Don’t let the A/B tests shape your product

Miguel Carruego
8 min readApr 18, 2021

Some time ago, I participated in a recruiting process for a Product Management position in a prestigious technology company. I don’t need to tell you that I was obviously rejected, but what really left me hanging was the reason they gave me: “you don’t know enough about A/B testing”.

Don’t get me wrong, I really appreciate feedback and I always see this as a learning opportunity. But this made no sense for me. How does proficiency in A/B testing is an indicator of a good Product Manager? How much esteem do companies have about A/B testing?

Let me be very clear, statistics is the ultimate prediction tool, and all those algorithms fueled by machine learning (a form of statistics on steroids) shaping our lives confirm this. Scientific experimentation is the only truly empirical method to validate hypotheses and there is no questioning about it.

But (there is always a but), when we put the methodology of AB testing or any other split testing in digital products under the microscope, there are evident flaws in the methodology.

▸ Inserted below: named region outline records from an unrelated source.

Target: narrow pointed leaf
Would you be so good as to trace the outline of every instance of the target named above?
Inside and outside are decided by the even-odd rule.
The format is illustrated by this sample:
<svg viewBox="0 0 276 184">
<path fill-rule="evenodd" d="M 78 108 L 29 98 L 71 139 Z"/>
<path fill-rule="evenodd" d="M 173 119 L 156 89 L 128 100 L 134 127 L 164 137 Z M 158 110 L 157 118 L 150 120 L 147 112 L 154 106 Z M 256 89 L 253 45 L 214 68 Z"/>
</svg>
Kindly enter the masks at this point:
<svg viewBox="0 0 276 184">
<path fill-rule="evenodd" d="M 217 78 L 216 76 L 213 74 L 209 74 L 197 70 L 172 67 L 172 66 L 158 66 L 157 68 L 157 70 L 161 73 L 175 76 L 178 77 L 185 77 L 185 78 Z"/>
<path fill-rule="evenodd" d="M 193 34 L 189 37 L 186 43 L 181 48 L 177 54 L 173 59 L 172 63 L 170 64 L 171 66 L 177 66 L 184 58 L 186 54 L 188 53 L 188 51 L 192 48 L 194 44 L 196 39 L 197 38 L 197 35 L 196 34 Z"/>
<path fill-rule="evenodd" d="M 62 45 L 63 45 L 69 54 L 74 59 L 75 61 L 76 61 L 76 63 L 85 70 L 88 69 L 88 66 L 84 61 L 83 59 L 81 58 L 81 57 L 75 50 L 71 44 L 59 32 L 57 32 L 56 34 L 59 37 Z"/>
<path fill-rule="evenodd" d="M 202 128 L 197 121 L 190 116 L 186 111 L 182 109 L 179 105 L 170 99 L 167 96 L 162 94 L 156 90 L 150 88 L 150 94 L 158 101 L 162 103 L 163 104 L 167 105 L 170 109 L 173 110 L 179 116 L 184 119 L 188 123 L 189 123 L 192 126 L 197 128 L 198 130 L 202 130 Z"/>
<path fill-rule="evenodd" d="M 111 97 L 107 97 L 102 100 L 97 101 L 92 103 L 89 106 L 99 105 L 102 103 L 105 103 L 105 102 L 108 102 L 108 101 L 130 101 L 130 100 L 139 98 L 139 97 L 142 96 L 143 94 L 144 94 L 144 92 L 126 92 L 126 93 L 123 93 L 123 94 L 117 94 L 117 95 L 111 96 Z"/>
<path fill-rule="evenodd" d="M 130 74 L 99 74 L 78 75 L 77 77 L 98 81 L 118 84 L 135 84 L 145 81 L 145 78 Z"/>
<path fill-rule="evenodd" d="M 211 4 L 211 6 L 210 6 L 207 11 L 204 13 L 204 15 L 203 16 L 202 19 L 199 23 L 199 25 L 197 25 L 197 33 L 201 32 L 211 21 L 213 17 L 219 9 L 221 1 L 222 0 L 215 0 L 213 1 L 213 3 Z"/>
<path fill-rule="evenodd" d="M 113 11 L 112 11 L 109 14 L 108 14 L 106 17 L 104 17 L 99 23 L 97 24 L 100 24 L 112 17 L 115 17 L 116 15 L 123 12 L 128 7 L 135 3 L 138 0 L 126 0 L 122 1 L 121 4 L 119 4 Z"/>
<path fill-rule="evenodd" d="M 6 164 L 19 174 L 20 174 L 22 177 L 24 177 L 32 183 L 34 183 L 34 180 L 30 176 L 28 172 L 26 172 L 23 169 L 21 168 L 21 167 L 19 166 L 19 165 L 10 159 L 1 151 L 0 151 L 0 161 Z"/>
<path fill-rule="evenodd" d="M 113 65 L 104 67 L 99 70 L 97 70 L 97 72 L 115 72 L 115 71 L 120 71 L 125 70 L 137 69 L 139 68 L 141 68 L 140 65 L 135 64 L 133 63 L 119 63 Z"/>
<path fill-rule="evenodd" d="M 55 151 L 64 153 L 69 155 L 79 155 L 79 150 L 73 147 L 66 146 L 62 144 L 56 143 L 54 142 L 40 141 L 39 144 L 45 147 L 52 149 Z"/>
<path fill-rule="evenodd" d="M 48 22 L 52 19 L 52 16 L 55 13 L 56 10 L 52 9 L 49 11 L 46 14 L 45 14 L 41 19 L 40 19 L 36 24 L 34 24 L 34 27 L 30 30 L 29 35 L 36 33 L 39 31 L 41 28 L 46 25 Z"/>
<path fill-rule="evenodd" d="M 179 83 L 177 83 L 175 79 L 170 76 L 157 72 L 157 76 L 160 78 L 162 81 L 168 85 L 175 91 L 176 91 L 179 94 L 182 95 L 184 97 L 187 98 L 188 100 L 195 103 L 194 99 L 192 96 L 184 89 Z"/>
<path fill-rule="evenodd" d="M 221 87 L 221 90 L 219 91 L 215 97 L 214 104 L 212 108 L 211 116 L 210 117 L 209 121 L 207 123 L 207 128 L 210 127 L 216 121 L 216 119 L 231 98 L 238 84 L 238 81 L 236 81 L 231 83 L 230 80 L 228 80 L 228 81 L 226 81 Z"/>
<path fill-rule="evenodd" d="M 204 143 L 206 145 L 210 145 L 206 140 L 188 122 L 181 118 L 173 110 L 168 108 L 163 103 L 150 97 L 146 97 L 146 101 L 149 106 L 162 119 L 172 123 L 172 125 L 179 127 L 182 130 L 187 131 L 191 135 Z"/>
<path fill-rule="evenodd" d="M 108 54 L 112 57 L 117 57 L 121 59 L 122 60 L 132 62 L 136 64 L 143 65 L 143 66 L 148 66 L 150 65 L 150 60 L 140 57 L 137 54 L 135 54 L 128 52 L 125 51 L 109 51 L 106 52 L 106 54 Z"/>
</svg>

Let’s review some of the typical pitfalls and misuses of statistics in Product Management.

Survivorship bias

During World War II, the Jewish mathematician Abraham Wald was living in Vienna and working as director of the Austrian Institute for Economic Research when the Nazis conquered Austria. Thanks to an invitation of the Yale University in Colorado, he was able to emigrate to the US and save his life. After just a few months in Colorado, he was offered a professorship of statistics at Columbia in the city of New York where he joined the Statistical Research Group (SRG). One of the problems that the SRG worked on was to examine the distribution of damage to aircraft returning after flying missions in order to provide advice on how to minimize bomber losses to enemy fire.

So here’s the question. You don’t want your planes to get shot down by enemy fighters, so you armor them. But armor makes the plane heavier, and heavier planes are less maneuverable and use more fuel. Armoring the planes too much is a problem; armoring the planes too little is a problem. Somewhere in between there’s an optimum. (…)
The military came to the SRG with some data they thought might be useful. When American planes came back from engagements over Europe, they were covered in bullet holes. But the damage wasn’t uniformly distributed across the aircraft. There were more bullet holes in the fuselage, not so many in the engines. (…)
The armor, said Wald, doesn’t go where the bullet holes are. It goes where the bullet holes aren’t: on the engines. (…)
The reason planes were coming back with fewer hits to the engine is that planes that got hit in the engine weren’t coming back.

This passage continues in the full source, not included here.